Güzel zihniyetli insanlar azaldı. Düşüncelerimiz değişti, hayat felsefemiz erozyona uğradı. Örf ve adetlerimizi unuttuk.
Globalleşen dünyada resmen makineye döndük!
‘Modern dünya’ söylemleri ile insanlıktan soğuduk. Netice itibariyle biz soğurken, eski bayramların saflığı, yardımseverliği, güzelliği, sevinci üzerine Fatiha okuduk.
Bayram günlerinin aile ziyareti ve tatil ile özdeşleşmesi ve çoğu insan için bununla sınırlı kalması
Bayrama dair yaşadığımız erozyonu net açıklamıyor mu?
***
Sevgili okurlar.
Bu bayram arifesinde de gönlümüz buruk.
Nasıl olmasın ki?
Komşu ülkelerde ve yakın coğrafyalarda insanlar kuş misali öldürülüyor. İnsanın değeri yok.
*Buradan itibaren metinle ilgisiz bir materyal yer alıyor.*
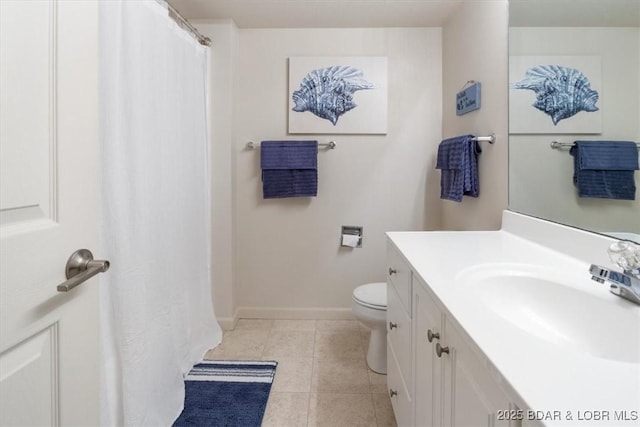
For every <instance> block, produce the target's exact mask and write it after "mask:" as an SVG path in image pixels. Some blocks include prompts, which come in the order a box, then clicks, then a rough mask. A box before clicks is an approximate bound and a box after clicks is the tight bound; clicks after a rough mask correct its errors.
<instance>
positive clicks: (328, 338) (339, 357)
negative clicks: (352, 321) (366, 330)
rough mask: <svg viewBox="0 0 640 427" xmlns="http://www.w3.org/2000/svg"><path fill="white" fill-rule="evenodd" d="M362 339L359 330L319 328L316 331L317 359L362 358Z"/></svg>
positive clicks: (316, 351) (341, 358)
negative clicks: (336, 358)
mask: <svg viewBox="0 0 640 427" xmlns="http://www.w3.org/2000/svg"><path fill="white" fill-rule="evenodd" d="M365 356H366V354H365V353H364V352H363V349H362V339H361V338H360V331H358V330H346V331H342V330H318V331H317V332H316V349H315V353H314V357H315V358H317V359H336V358H340V359H362V358H364V357H365Z"/></svg>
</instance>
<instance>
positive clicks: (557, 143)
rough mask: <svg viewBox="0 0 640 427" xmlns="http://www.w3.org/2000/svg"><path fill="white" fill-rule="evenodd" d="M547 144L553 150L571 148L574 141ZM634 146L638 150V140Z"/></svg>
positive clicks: (557, 141)
mask: <svg viewBox="0 0 640 427" xmlns="http://www.w3.org/2000/svg"><path fill="white" fill-rule="evenodd" d="M549 145H550V146H551V148H553V149H554V150H561V149H563V148H571V147H573V146H574V143H573V142H559V141H551V144H549ZM636 147H638V149H639V150H640V142H636Z"/></svg>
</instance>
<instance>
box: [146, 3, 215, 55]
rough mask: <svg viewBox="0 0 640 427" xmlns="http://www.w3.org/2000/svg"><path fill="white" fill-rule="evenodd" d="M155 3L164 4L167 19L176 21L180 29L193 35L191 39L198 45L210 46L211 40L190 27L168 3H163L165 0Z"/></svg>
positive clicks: (191, 27)
mask: <svg viewBox="0 0 640 427" xmlns="http://www.w3.org/2000/svg"><path fill="white" fill-rule="evenodd" d="M156 1H161V2H162V3H164V4H166V5H167V9H168V10H169V17H170V18H172V19H173V20H174V21H176V23H177V24H178V25H179V26H180V28H182V29H184V30H185V31H188V32H189V33H191V35H193V37H195V38H196V40H198V43H200V44H201V45H203V46H211V39H210V38H209V37H206V36H203V35H202V34H200V32H199V31H198V29H197V28H196V27H194V26H193V25H191V23H190V22H189V21H187V19H186V18H185V17H184V16H182V15H181V14H180V12H178V10H177V9H176V8H175V7H173V6H171V4H169V2H168V1H165V0H156Z"/></svg>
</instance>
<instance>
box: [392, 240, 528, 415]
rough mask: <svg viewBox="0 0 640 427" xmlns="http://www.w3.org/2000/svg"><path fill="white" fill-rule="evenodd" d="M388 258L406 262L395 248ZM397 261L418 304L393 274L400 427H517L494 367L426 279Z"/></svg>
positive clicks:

Uzak Doğu’da Müslümanların inancına saldırı var. Müslümanlar inançlarından ötürü katlediliyor.
Ekmek ve suya hasret yüz binlerce insan var.
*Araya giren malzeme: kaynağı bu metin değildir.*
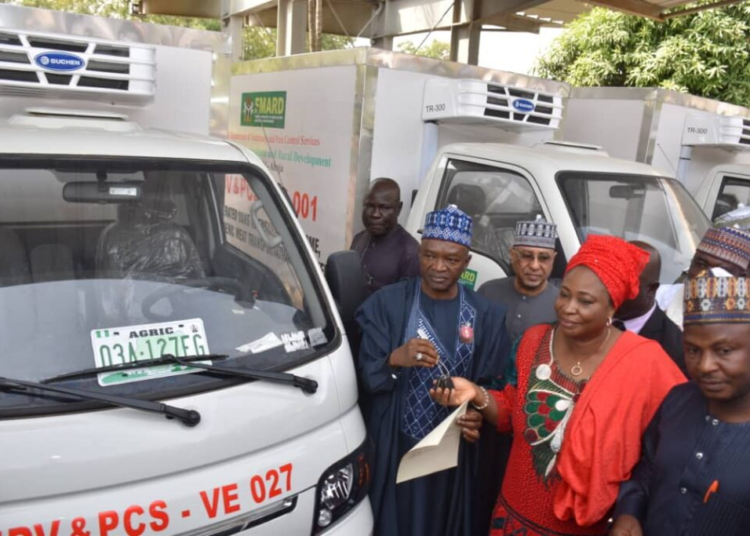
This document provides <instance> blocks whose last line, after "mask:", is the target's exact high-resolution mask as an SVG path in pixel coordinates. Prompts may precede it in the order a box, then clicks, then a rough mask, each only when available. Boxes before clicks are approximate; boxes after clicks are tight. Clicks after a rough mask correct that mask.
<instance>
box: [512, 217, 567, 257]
mask: <svg viewBox="0 0 750 536" xmlns="http://www.w3.org/2000/svg"><path fill="white" fill-rule="evenodd" d="M555 238H557V224H555V223H549V222H548V221H546V220H545V219H544V218H543V217H542V216H541V215H537V217H536V221H519V222H517V223H516V231H515V232H514V233H513V245H514V246H529V247H532V248H547V249H555Z"/></svg>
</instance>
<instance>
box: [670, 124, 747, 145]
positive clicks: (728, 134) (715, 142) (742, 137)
mask: <svg viewBox="0 0 750 536" xmlns="http://www.w3.org/2000/svg"><path fill="white" fill-rule="evenodd" d="M682 144H683V145H690V146H694V147H698V146H699V147H718V148H721V149H727V150H730V151H750V119H748V118H745V117H740V116H734V117H728V116H724V115H690V116H688V117H687V118H685V127H684V130H683V132H682Z"/></svg>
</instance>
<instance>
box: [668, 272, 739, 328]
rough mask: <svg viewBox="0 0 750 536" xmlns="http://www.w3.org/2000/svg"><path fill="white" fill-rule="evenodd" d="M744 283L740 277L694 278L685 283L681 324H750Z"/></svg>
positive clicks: (685, 325) (687, 325) (689, 324)
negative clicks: (683, 301) (682, 322)
mask: <svg viewBox="0 0 750 536" xmlns="http://www.w3.org/2000/svg"><path fill="white" fill-rule="evenodd" d="M748 282H750V280H748V279H747V278H744V277H713V276H708V277H696V278H694V279H690V280H688V281H687V283H685V314H684V318H683V325H685V326H688V325H690V324H750V296H749V295H748Z"/></svg>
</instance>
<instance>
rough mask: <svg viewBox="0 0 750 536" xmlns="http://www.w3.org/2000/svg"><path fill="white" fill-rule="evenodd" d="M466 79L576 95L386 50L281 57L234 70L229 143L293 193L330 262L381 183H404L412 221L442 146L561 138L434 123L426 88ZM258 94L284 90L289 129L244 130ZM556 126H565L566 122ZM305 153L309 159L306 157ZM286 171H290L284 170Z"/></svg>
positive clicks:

Evinde bir tas sıcak çorbası olmayan binlerce insanla karşılaşıyoruz, her gün…
Sokakları mesken edinen ve dilenen çocuklar artıyor.
Fuhuş batağına saplanan genç kızların önü alınamıyor.
Maddiyatın maneviyatı esir aldığı bu dönemde belki şaşaalı yaşam renkli bir görüntü veriyor ama gönlümüz, ruhumuz, zihnimiz aynı algıda değil…
Mutlu değiliz. Vicdanen rahat da değiliz.
İçimiz yanıyor ama elimizden bir şey gelmiyor.
Tüm bu olumsuzluklara rağmen bayramın huzura ve mutluluğa, hayırlara ve güzelliklere vesile olmasını canı gönülden istiyor ve umut ediyorum.
Kişisel olarak sorunlarımız, sıkıntılarımız, üzüntülerimiz olabilir ama toplum için, kent için, Batman için huzur ve barış istiyoruz.
İstikrar ve kalkınma istiyoruz.
Çünkü Batman’ın gerçekten barışa, huzura, istikrara ve kalkınmaya ihtiyacı var.
***
Saygıdeğer okurlar.
Gelin bu defa farklı bir şey yapalım. Olmasını temenni ettiğimiz dilek ve temennilerimizi sıralayalım.
Batman’ın neye ihtiyacı var?
Batman’da neler yapılmalı? Bunlara vurgu yapalım. Belki siyasetçilerimiz için de iyi bir veri olur (!)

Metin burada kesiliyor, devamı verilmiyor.